Event yang digelar oleh Higgs Games Island (HGI) dalam rangka memeriahkan Hari Ulang Tahun (HUT) Kota Jakarta ke-499 ini diikuti oleh lebih dari 1.000 peserta yang datang dari berbagai penjuru daerah. Selama total kisaran 20 jam waktu pertandingan, atmosfer ketegangan menyelimuti arena balap sepeda yang disulap menjadi medan pertempuran strategi tersebut. Pada hari pertama, seluruh peserta harus melewati persaingan sengit di babak kualifikasi sepanjang enam babak demi bisa mengamankan posisi di jajaran 64 besar.
Dominasi Tim RMC 82 dan Pentingnya Konsistensi Mental
Memasuki hari kedua, tensi pertandingan semakin memuncak ketika turnamen memasuki babak semifinal hingga final. Melalui sistem gugur yang ketat, pasangan Ahmad Dartian & Andi Kaharuddin yang mewakili Tim RMC 82 Pabeta resmi keluar sebagai juara pertama HGI Jakarta Domino Tournament 2026 setelah menumbangkan lawan-lawan tangguh di meja final.
Menyusul di posisi kedua, trofi runner-up berhasil diamankan oleh pasangan Johnson Pieter Tambunan & Fitriyadi dari Tim Zero One.
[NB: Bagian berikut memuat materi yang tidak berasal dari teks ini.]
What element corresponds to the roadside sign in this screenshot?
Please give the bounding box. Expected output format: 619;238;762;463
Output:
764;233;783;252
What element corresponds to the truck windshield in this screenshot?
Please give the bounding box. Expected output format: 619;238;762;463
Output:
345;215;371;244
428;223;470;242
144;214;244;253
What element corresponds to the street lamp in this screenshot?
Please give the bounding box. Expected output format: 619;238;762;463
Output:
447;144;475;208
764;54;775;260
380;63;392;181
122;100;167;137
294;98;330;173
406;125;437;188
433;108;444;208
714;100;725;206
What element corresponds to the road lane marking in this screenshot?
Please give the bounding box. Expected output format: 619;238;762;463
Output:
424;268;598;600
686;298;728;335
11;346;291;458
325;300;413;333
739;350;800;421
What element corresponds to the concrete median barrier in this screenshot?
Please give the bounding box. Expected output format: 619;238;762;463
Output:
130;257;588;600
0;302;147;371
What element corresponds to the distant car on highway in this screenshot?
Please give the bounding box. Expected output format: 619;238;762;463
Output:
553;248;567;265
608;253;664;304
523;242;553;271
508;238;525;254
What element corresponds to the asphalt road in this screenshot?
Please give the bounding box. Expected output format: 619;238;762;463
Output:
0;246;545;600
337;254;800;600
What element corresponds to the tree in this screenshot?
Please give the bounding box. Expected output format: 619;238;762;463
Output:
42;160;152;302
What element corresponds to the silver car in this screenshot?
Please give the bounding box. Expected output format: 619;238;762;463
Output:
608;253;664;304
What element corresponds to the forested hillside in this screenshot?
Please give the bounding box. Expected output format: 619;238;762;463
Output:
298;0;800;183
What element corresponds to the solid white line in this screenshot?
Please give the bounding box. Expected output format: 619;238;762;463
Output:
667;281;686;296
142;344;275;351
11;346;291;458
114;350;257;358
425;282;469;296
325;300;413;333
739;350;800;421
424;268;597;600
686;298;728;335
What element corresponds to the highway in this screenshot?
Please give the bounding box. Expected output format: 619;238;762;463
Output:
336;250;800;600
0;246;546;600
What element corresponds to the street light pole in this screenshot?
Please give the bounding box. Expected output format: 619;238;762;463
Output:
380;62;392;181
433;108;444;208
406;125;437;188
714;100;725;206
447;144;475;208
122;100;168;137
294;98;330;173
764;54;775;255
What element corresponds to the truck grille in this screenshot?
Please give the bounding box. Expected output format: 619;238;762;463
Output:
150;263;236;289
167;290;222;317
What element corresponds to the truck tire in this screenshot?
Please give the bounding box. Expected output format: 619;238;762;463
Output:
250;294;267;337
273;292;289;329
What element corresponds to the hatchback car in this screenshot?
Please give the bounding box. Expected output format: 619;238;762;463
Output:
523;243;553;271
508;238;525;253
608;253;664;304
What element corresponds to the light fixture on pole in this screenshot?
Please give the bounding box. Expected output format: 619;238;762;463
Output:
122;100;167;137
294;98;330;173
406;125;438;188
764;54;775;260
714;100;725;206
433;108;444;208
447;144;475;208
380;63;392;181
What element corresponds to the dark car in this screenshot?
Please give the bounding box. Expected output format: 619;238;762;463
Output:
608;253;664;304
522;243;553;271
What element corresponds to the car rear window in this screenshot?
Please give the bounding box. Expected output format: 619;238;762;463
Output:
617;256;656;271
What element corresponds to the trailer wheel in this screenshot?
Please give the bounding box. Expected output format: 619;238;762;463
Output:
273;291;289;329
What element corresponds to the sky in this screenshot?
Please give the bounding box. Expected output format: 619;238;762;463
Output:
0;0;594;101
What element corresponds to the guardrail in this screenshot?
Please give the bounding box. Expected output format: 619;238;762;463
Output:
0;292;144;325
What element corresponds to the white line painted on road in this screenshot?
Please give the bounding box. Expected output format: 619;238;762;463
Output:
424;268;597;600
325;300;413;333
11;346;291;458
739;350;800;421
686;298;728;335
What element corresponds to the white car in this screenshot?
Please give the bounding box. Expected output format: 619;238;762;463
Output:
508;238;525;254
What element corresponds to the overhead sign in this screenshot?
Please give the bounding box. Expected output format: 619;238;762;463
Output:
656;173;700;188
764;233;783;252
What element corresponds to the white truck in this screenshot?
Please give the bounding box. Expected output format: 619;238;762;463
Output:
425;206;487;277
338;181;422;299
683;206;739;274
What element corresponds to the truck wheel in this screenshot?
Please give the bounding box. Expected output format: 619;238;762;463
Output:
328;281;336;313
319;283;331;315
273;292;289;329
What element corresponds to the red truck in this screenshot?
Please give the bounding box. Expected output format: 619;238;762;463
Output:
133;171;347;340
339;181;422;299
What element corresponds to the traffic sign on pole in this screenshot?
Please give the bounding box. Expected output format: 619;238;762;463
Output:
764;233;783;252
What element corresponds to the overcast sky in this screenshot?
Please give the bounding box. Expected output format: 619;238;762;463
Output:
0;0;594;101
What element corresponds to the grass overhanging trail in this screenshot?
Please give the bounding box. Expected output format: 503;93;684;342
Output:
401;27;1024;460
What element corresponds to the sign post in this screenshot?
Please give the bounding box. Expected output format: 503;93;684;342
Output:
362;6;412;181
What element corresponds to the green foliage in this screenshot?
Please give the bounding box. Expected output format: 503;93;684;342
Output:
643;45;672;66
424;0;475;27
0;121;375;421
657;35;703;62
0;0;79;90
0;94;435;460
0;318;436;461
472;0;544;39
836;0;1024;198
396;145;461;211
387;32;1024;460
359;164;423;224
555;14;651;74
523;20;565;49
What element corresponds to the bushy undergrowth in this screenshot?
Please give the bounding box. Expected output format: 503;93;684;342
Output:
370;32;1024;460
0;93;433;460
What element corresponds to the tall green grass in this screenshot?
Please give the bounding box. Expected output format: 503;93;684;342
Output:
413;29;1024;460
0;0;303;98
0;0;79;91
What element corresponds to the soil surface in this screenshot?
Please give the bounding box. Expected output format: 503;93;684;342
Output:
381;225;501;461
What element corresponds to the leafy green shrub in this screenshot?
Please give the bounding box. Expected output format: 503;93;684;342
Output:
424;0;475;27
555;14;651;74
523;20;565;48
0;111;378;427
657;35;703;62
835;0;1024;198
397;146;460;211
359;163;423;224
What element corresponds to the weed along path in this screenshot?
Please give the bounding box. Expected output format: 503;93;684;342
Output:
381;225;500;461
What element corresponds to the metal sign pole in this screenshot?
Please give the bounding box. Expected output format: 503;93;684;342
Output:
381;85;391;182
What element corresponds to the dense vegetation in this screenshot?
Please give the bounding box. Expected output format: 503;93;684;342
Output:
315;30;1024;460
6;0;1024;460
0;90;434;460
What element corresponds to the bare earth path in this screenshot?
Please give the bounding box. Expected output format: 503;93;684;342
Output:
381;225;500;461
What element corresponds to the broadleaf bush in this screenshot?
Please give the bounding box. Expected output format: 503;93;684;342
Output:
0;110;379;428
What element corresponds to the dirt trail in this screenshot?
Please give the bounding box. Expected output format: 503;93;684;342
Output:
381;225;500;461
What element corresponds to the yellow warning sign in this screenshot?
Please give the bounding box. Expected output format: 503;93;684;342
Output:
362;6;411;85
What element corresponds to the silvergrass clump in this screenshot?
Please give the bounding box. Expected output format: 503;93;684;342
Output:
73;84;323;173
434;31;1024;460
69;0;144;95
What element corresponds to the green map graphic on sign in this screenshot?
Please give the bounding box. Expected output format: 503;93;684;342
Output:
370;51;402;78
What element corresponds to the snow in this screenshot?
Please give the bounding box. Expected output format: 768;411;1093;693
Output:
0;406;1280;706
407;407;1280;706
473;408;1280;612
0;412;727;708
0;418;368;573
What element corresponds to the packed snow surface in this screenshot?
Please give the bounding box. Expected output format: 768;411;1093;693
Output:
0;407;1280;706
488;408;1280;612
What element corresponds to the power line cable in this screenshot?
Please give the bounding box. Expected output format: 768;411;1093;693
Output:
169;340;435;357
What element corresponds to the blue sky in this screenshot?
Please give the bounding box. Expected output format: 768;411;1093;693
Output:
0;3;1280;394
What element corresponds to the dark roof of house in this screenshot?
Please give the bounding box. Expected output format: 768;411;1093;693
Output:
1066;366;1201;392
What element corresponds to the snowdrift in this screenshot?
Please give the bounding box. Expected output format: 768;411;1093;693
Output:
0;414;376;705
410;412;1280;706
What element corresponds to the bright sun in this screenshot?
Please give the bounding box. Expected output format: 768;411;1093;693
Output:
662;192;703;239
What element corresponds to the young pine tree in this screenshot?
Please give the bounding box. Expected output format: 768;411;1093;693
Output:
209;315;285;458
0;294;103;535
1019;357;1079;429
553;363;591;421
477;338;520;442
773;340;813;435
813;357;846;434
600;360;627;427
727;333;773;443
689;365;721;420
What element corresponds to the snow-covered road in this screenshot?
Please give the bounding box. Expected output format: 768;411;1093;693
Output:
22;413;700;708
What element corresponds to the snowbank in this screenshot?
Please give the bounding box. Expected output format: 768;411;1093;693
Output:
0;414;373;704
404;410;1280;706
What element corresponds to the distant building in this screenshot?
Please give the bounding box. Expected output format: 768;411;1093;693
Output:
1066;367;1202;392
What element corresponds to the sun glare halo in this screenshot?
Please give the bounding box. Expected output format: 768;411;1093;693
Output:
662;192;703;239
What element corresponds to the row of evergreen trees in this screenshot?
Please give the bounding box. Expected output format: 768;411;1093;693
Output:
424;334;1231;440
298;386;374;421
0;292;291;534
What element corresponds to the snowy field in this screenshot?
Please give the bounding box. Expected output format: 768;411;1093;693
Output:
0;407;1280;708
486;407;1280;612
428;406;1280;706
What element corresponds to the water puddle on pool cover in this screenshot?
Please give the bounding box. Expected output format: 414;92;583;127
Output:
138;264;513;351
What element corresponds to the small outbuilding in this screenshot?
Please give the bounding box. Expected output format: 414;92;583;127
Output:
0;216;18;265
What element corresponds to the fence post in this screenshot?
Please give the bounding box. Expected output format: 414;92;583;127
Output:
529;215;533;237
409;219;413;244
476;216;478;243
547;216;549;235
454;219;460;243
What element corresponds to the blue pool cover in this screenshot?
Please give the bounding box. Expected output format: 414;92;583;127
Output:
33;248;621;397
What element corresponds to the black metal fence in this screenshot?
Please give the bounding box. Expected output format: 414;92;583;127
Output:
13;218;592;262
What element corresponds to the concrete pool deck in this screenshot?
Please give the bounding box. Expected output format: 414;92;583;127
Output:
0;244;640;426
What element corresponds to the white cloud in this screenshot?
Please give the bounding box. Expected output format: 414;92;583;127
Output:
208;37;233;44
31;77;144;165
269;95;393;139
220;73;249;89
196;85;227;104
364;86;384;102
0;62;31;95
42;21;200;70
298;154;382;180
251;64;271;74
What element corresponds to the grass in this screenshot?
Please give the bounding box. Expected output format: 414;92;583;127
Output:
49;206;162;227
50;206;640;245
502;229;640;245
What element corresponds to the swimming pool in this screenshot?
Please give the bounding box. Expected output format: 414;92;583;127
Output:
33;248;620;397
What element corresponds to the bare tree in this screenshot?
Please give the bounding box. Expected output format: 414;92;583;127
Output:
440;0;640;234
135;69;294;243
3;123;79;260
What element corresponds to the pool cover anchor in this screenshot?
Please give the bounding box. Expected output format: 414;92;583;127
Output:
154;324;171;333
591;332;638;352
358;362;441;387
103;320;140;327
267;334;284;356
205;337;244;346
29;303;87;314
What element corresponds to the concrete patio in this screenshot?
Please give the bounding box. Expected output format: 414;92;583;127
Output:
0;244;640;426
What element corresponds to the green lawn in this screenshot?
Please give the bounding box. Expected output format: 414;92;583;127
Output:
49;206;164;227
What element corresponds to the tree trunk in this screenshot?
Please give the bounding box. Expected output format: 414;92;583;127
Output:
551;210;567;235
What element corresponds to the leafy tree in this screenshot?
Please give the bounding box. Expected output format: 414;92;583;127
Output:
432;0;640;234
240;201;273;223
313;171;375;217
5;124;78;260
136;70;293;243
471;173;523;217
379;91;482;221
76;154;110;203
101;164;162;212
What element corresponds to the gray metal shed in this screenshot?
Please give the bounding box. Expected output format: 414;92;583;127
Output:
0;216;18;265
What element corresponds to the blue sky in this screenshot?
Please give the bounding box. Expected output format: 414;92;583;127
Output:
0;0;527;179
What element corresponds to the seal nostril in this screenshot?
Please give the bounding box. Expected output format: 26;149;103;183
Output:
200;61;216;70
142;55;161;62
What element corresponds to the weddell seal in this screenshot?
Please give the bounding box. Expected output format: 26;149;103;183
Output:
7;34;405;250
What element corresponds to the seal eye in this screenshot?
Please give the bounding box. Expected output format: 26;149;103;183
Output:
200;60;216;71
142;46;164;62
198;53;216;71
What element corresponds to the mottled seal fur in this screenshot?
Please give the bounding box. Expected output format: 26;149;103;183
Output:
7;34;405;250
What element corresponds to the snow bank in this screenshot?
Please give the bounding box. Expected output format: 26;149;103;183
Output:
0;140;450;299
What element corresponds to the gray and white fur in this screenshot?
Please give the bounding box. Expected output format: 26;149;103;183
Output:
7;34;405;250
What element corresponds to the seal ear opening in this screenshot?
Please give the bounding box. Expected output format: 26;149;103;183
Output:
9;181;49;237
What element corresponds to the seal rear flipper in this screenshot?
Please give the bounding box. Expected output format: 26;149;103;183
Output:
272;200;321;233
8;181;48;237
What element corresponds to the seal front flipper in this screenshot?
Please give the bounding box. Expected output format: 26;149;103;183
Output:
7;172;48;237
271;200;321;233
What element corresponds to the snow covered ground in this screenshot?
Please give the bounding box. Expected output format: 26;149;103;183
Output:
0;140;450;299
Sementara itu, peringkat ketiga diisi oleh duet Muslimin & Anwar Firdaus dari Tim Anak Gang Badik, serta peringkat keempat ditempati oleh pasangan Alfian Budi & Lutfi dari Tim Phoenampungan.
Dalam sesi wawancara pasca-kemenangan, Ahmad Dartian mengungkapkan bahwa kunci utama untuk mendominasi turnamen skala nasional ini adalah menjaga stabilitas psikologis. “Penting untuk menjaga kestabilan pikiran sampai strategi pengambilan keputusan di setiap langkah dalam menghadapi lawan,” jelasnya. Kemenangan ini sekaligus menjadi bukti otentik bahwa domino kompetitif sangat membutuhkan konsistensi taktik, bukan sekadar faktor keberuntungan semata.

Inklusi Komunitas dan Komitmen Keamanan Siber HGI
Satu hal yang menarik perhatian sepanjang turnamen adalah keberagaman latar belakang serta rentang usia para peserta. Fenomena ini berjalan selaras dengan visi jangka panjang HGI untuk merangkul seluruh lapisan komunitas gamer di Indonesia serta mengangkat derajat domino ke tingkat yang lebih tinggi. Ray, selaku perwakilan dari HGI, menegaskan bahwa tingginya antusiasme dari berbagai daerah menjadi suntikan motivasi bagi perusahaan untuk terus menyelenggarakan kompetisi yang profesional, suportif, dan berkelanjutan di masa depan.

Di sisi lain, perkembangan domino sebagai mind sport digital juga wajib dibarengi dengan jaminan keamanan bagi para pemain. Sebagai bentuk tanggung jawab industri, HGI secara paralel terus menggalakkan kebijakan manajemen risiko jangka panjang guna memerangi tindakan curang yang mencederai ekosistem gaming, seperti akun anomali dan transaksi ilegal. Komitmen nyata ini dibuktikan lewat pembersihan berkala yang telah berhasil membasmi jutaan akun ilegal demi menciptakan lingkungan kompetisi yang sehat bagi generasi Milenial dan Gen Z.